I campaigned and voted to leave the EU in the 2016 referendum. I was re-elected in 2017 on a Conservative manifesto to honour the 2016 referendum result including leaving the customs union, single market, ECJ jurisdiction and ending free movement of people. That manifesto also pledged that "no deal is better than a bad deal". I have kept those promises in mind as events have unfolded.

Below I have outlined the events of this week and how I voted:

Meaningful Vote 2: Tuesday 12th March
I resigned from the Government in November 2018 and voted against the Withdrawal Agreement in January as I did not consider it to honour the Referendum, namely that the UK would be locked indefinitely into the Northern Ireland Backstop and also the annexation of Northern Ireland, vis-a-vis Great Britain. This was confirmed by the Attorney General’s advice on 13th November 2018. The deal was subsequently rejected by a majority of 230 - an historic number. You can read more about my stance on the Withdrawal Agreement in my previous update here.

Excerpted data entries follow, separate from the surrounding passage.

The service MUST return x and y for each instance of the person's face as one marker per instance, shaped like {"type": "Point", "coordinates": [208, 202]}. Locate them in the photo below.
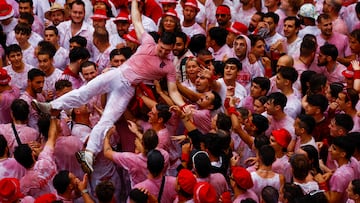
{"type": "Point", "coordinates": [240, 48]}
{"type": "Point", "coordinates": [325, 27]}
{"type": "Point", "coordinates": [153, 115]}
{"type": "Point", "coordinates": [354, 45]}
{"type": "Point", "coordinates": [169, 23]}
{"type": "Point", "coordinates": [255, 19]}
{"type": "Point", "coordinates": [122, 27]}
{"type": "Point", "coordinates": [77, 13]}
{"type": "Point", "coordinates": [100, 5]}
{"type": "Point", "coordinates": [230, 39]}
{"type": "Point", "coordinates": [168, 6]}
{"type": "Point", "coordinates": [289, 28]}
{"type": "Point", "coordinates": [192, 70]}
{"type": "Point", "coordinates": [99, 23]}
{"type": "Point", "coordinates": [222, 19]}
{"type": "Point", "coordinates": [258, 49]}
{"type": "Point", "coordinates": [179, 47]}
{"type": "Point", "coordinates": [271, 24]}
{"type": "Point", "coordinates": [259, 108]}
{"type": "Point", "coordinates": [50, 36]}
{"type": "Point", "coordinates": [24, 7]}
{"type": "Point", "coordinates": [322, 59]}
{"type": "Point", "coordinates": [37, 84]}
{"type": "Point", "coordinates": [45, 63]}
{"type": "Point", "coordinates": [201, 83]}
{"type": "Point", "coordinates": [15, 59]}
{"type": "Point", "coordinates": [270, 107]}
{"type": "Point", "coordinates": [21, 37]}
{"type": "Point", "coordinates": [117, 60]}
{"type": "Point", "coordinates": [57, 17]}
{"type": "Point", "coordinates": [230, 72]}
{"type": "Point", "coordinates": [163, 50]}
{"type": "Point", "coordinates": [89, 73]}
{"type": "Point", "coordinates": [189, 13]}
{"type": "Point", "coordinates": [205, 101]}
{"type": "Point", "coordinates": [256, 91]}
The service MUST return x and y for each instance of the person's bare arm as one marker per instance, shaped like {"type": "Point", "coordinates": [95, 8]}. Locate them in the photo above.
{"type": "Point", "coordinates": [136, 19]}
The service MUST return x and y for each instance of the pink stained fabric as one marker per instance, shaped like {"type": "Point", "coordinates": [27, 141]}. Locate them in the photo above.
{"type": "Point", "coordinates": [64, 154]}
{"type": "Point", "coordinates": [10, 168]}
{"type": "Point", "coordinates": [26, 134]}
{"type": "Point", "coordinates": [137, 73]}
{"type": "Point", "coordinates": [153, 186]}
{"type": "Point", "coordinates": [340, 180]}
{"type": "Point", "coordinates": [38, 180]}
{"type": "Point", "coordinates": [7, 97]}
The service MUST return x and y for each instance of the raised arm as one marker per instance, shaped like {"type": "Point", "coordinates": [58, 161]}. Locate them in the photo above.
{"type": "Point", "coordinates": [136, 19]}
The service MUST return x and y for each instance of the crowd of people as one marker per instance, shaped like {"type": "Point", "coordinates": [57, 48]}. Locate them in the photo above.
{"type": "Point", "coordinates": [199, 101]}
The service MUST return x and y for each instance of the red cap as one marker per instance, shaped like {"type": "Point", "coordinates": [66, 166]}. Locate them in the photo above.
{"type": "Point", "coordinates": [192, 3]}
{"type": "Point", "coordinates": [282, 137]}
{"type": "Point", "coordinates": [238, 28]}
{"type": "Point", "coordinates": [123, 15]}
{"type": "Point", "coordinates": [131, 36]}
{"type": "Point", "coordinates": [349, 72]}
{"type": "Point", "coordinates": [106, 2]}
{"type": "Point", "coordinates": [6, 10]}
{"type": "Point", "coordinates": [4, 77]}
{"type": "Point", "coordinates": [242, 177]}
{"type": "Point", "coordinates": [187, 181]}
{"type": "Point", "coordinates": [10, 190]}
{"type": "Point", "coordinates": [99, 14]}
{"type": "Point", "coordinates": [170, 12]}
{"type": "Point", "coordinates": [223, 9]}
{"type": "Point", "coordinates": [204, 193]}
{"type": "Point", "coordinates": [47, 198]}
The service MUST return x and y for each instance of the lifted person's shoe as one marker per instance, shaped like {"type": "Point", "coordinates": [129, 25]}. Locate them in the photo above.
{"type": "Point", "coordinates": [85, 159]}
{"type": "Point", "coordinates": [43, 107]}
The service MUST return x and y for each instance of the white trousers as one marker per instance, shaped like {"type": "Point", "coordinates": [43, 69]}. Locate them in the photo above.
{"type": "Point", "coordinates": [119, 93]}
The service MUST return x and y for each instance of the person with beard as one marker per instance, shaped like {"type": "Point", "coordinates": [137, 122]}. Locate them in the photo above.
{"type": "Point", "coordinates": [327, 58]}
{"type": "Point", "coordinates": [181, 54]}
{"type": "Point", "coordinates": [189, 25]}
{"type": "Point", "coordinates": [75, 26]}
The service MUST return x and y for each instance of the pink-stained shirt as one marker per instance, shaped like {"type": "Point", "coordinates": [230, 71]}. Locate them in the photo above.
{"type": "Point", "coordinates": [153, 187]}
{"type": "Point", "coordinates": [287, 123]}
{"type": "Point", "coordinates": [340, 180]}
{"type": "Point", "coordinates": [248, 194]}
{"type": "Point", "coordinates": [86, 31]}
{"type": "Point", "coordinates": [75, 80]}
{"type": "Point", "coordinates": [10, 168]}
{"type": "Point", "coordinates": [224, 52]}
{"type": "Point", "coordinates": [336, 74]}
{"type": "Point", "coordinates": [33, 116]}
{"type": "Point", "coordinates": [38, 179]}
{"type": "Point", "coordinates": [339, 40]}
{"type": "Point", "coordinates": [49, 84]}
{"type": "Point", "coordinates": [149, 68]}
{"type": "Point", "coordinates": [136, 164]}
{"type": "Point", "coordinates": [193, 30]}
{"type": "Point", "coordinates": [26, 134]}
{"type": "Point", "coordinates": [6, 99]}
{"type": "Point", "coordinates": [61, 58]}
{"type": "Point", "coordinates": [282, 166]}
{"type": "Point", "coordinates": [19, 80]}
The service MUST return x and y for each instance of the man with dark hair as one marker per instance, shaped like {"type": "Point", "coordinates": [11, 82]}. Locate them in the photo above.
{"type": "Point", "coordinates": [19, 113]}
{"type": "Point", "coordinates": [333, 70]}
{"type": "Point", "coordinates": [36, 79]}
{"type": "Point", "coordinates": [216, 41]}
{"type": "Point", "coordinates": [278, 118]}
{"type": "Point", "coordinates": [120, 85]}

Very late on Monday 11th March, after efforts on the part of the Prime Minister and negotiators, the Government released documents purporting to consist of "legally binding changes" to the Northern Ireland Backstop. These did not consist of any changes to the legal text of the Withdrawal Agreement or any replacement of the Northern Ireland Backstop (contrary to the terms of the ‘Brady amendment’ which was passed in February, instructing the government what changes were needed). Notably, there was neither an end date to the Northern Ireland Backstop nor any unilateral right for the UK to leave in its own sovereign manner. Instead, the Government had secured supplementary documents and I was part of a backbench team of lawyers which scrutinised these documents after their publication. Our team concluded that these documents made no material legal difference to the inimical effects of the Withdrawal Agreement and the Northern Ireland Backstop. 

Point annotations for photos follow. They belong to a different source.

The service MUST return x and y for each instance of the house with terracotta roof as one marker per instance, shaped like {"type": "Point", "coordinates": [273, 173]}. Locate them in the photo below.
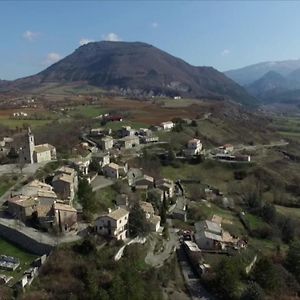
{"type": "Point", "coordinates": [65, 183]}
{"type": "Point", "coordinates": [194, 147]}
{"type": "Point", "coordinates": [167, 186]}
{"type": "Point", "coordinates": [107, 143]}
{"type": "Point", "coordinates": [22, 207]}
{"type": "Point", "coordinates": [154, 220]}
{"type": "Point", "coordinates": [65, 216]}
{"type": "Point", "coordinates": [114, 224]}
{"type": "Point", "coordinates": [111, 170]}
{"type": "Point", "coordinates": [31, 153]}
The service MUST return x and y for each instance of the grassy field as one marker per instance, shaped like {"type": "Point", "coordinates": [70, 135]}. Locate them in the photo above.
{"type": "Point", "coordinates": [118, 125]}
{"type": "Point", "coordinates": [209, 172]}
{"type": "Point", "coordinates": [288, 127]}
{"type": "Point", "coordinates": [25, 258]}
{"type": "Point", "coordinates": [87, 111]}
{"type": "Point", "coordinates": [254, 222]}
{"type": "Point", "coordinates": [288, 211]}
{"type": "Point", "coordinates": [13, 123]}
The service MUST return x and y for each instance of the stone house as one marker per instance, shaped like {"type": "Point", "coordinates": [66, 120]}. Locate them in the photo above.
{"type": "Point", "coordinates": [167, 186]}
{"type": "Point", "coordinates": [102, 158]}
{"type": "Point", "coordinates": [209, 235]}
{"type": "Point", "coordinates": [154, 220]}
{"type": "Point", "coordinates": [194, 147]}
{"type": "Point", "coordinates": [145, 182]}
{"type": "Point", "coordinates": [129, 142]}
{"type": "Point", "coordinates": [65, 183]}
{"type": "Point", "coordinates": [167, 126]}
{"type": "Point", "coordinates": [111, 170]}
{"type": "Point", "coordinates": [107, 143]}
{"type": "Point", "coordinates": [65, 217]}
{"type": "Point", "coordinates": [22, 207]}
{"type": "Point", "coordinates": [31, 153]}
{"type": "Point", "coordinates": [113, 224]}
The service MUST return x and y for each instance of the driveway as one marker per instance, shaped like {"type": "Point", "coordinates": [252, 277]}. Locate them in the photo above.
{"type": "Point", "coordinates": [158, 259]}
{"type": "Point", "coordinates": [101, 182]}
{"type": "Point", "coordinates": [28, 169]}
{"type": "Point", "coordinates": [195, 287]}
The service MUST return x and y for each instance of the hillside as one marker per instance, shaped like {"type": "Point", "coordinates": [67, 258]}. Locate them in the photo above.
{"type": "Point", "coordinates": [136, 69]}
{"type": "Point", "coordinates": [249, 74]}
{"type": "Point", "coordinates": [271, 82]}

The Attorney General provided new advice on Tuesday 12th March confirming that the “legal risk remains unchanged” to the Backstop compared to January. The DUP, our partners in government and whom the Conservatives depend on for a majority, announced that they would not be able to support the deal.

As nothing had changed and no meaningful changes had been secured to the Backstop (meaning that the UK will be locked indefinitely in a Customs Union without any sign of how to leave it) I did not change my vote and I decided to vote against the deal again. The deal was rejected by a majority of 149. 

Simply put, the PM’s deal, without any meaningful change, is not Brexit. Why?

a) Free movement of people would continue during the 21 month Implementation Period and during any subsequent extension which would be until the end of 2022 - six years after the referendum. In the Northern Ireland Backstop (which we will likely enter), we have no legal guarantee that the free movement of people will even cease then. 
b) We would be trapped in the Customs Union indefinitely with no sovereign ability to leave it.
c) Many aspects of the Single Market would continue to apply indefinitely during the Backstop.
d) The UK would have to follow EU rules and regulations indefinitely during the Backstop, with no say over those rules.
e) The European Court of Justice would continue to have jurisdiction over the UK indefinitely.
f) Although front-loaded, we would continue paying the EU some form of payment for approximately 100 years as part of our £39bn financial settlement.
g) Northern Ireland would be treated as a third country, vis-a-vis Great Britain. 
h) We would no longer be a Member State of the EU, have MEPs in the European Parliament or any institutional representation at the EU level, yet be governed by its rules.

Despite the Withdrawal Agreement being a prima facie ‘Brexit’, very soon in the future under this deal, when we are unable to control EU migration, strike Free Trade Deals with the rest of the world, set our own trade tariffs or determine our own regulations, I believe it will be looked back on as a sham. I therefore cannot sign up to this arrangement.

As I have stated in the past, I am willing to compromise and accept many of the unpalatable aspects if the Northern Ireland Backstop contains a right for the UK to leave or a firm end date.

No-deal vote: Wednesday 13th March
In light of the rejection of the Withdrawal Agreement on Tuesday, the House of Commons proceeded with a vote on whether the UK should “take no deal off the table”. I am firmly against doing this as I believe it is vital to maintain our leverage in the negotiations and I do not believe that ‘no deal’ or a WTO-Brexit would be a “catastrophe” as portrayed by many. On Monday, I took part in a debate on this subject hosted by The Spectator alongside Dominic Grieve MP, Nicky Morgan MP and George Eustice MP. You can listen to the debate here.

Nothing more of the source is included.